Pärnu, 2015-01-06 11:16 CET (GLOBE NEWSWIRE) --  

The Extraordinary General Meeting of shareholders of Skano Group AS (registry code 11421437, address 48 Suur-Jõe, Pärnu 80042) was held in Skano Group AS head office at 48 Suur-Jõe, Pärnu, Estonia, on 6 January 2015.

The general meeting started at 11.00 and ended at 11.45. The shares of the shareholders who attended the general meeting represented 2 713 648 votes, constituting 60.3 % of the share capital. Therefore, the general meeting was competent to pass resolutions regarding the items on the agenda. The general meeting was held at the presence of public notary.

Resolutions of general meeting:

1. Changes in supervisory board

It was decided to remove Heiti Riisberg, personal ID code 38003142759, from the position of a member of the supervisory board since the making of a decision of the general meeting in connection with submission of a request of resignation.

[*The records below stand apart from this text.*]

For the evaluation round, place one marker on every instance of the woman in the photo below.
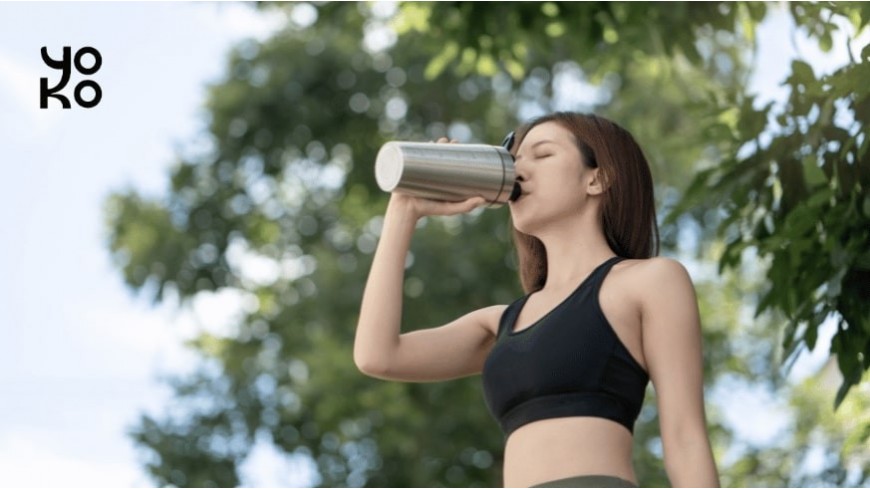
(565, 366)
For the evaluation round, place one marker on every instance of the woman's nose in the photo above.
(520, 171)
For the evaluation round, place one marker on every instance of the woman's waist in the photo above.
(562, 447)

2. Approval of conditions of share options

It was decided pursuant to § 298 (2) and § 345 (1) of the Commercial Code to approve the conditions of share options of the members of the management board of Skano Group AS as follows:

2.1. Skano Group AS shall be entitled to issue up to 450 000 (four hundred and fifty thousand) share options until 31.03.2015. Every share option grants the entitled subject the right to buy 1 (one) share of Skano Group AS.

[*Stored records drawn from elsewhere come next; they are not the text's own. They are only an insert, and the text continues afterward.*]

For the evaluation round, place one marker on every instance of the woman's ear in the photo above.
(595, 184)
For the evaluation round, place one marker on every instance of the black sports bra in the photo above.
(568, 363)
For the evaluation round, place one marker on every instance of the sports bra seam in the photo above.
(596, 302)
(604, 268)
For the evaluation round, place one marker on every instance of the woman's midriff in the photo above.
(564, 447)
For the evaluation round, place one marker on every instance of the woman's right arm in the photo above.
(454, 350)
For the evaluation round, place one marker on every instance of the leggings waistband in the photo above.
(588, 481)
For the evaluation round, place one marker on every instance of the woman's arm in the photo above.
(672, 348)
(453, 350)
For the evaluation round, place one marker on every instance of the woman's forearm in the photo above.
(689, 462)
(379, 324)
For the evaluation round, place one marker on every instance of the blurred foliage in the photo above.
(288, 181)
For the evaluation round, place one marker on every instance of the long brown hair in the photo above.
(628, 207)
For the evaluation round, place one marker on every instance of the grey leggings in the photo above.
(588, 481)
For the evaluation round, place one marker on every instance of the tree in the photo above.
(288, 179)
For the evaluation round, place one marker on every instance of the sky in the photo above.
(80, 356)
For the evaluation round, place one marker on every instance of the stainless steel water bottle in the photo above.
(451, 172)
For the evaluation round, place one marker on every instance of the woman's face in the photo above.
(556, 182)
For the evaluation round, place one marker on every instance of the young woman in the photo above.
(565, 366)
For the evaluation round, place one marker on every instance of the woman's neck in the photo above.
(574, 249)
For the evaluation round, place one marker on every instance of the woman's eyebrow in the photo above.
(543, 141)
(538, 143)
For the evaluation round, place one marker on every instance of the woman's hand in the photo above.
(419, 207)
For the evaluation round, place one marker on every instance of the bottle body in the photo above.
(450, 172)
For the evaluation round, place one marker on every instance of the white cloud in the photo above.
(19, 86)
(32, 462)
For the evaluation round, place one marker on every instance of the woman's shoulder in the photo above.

2.2. The members of the management board of Skano Group AS shall be the entitled subjects of the option. The maximum of 150 000 share options may be issued to one member of the management board of Skano Group AS. The specific division of share options to members of the management board shall be decided by the supervisory board of Skano Group AS taking into account the contribution of the members of the management board.

2.3. If the entitled subject wishes to acquire the share options appointed thereto, he or she shall enter into a written option agreement with Skano Group AS no later than on 31.03.2015. If the entitled subject does not enter into the option agreement within the specified term, he or she loses the right to acquire the share options appointed thereto.

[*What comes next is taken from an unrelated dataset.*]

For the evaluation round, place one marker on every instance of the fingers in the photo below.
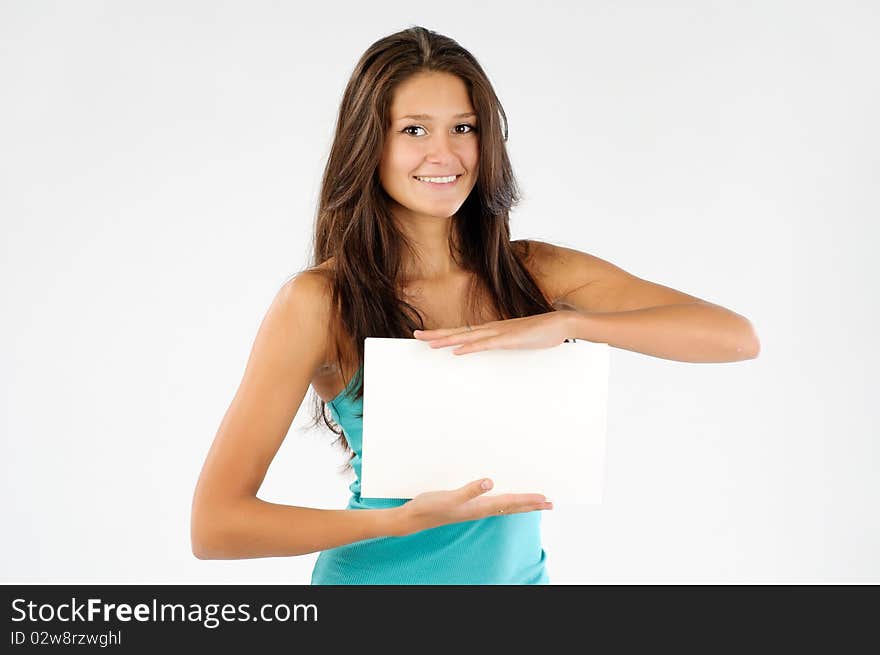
(505, 503)
(516, 503)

2.4. Application of the conditions of the share option program and the procedure for the sale of share options shall be provided for in the option agreement entered into between Skano Group AS and the entitled subject. The representative of Skano Group AS upon signing the option agreement shall be the member of the supervisory board Joakim Johan Helenius.

2.5. The entitled subject of a share option shall be entitled to use the issued option starting from the thirty-seventh calendar month after issue of the option. The entitled subject shall lose the right to use the share option if he or she leaves form the management board of Skano Group AS upon own initiative prior to the thirty-seventh calendar month after the issue of the option or if his or her board member contract is terminated upon the initiative of the supervisory board within 12 months after the issue of the option. The entitled subject shall have the right to use the share option to the extent of 1/3 if his or her board member contract is terminated within 13-24 months after the issue of the option and to the extent of 2/3 if his or her board member contract is terminated within 25-36 months after the issue of the option.

2.6. The entitled subject of a share option shall not have the right to transfer the share options issued thereto.

2.7. Up to 450 000 (four hundred and fifty thousand) shares of Skano Group AS shall be emitted to fulfil the conditions of the share option. The new emitted shares shall grant the shareholder the right to receive dividends in the financial year that the shares were emitted.

2.8. The strike price of one share option is 1.10 EUR (one euro and ten cents).

2.9. The final term of the share program is 31.12.2018. The specific schedule of the share program and the procedure for sale shall be determined by the supervisory board.

2.10. The pre-emptive right of shareholders to note new shares emitted to fulfil the conditions of the share option shall be precluded.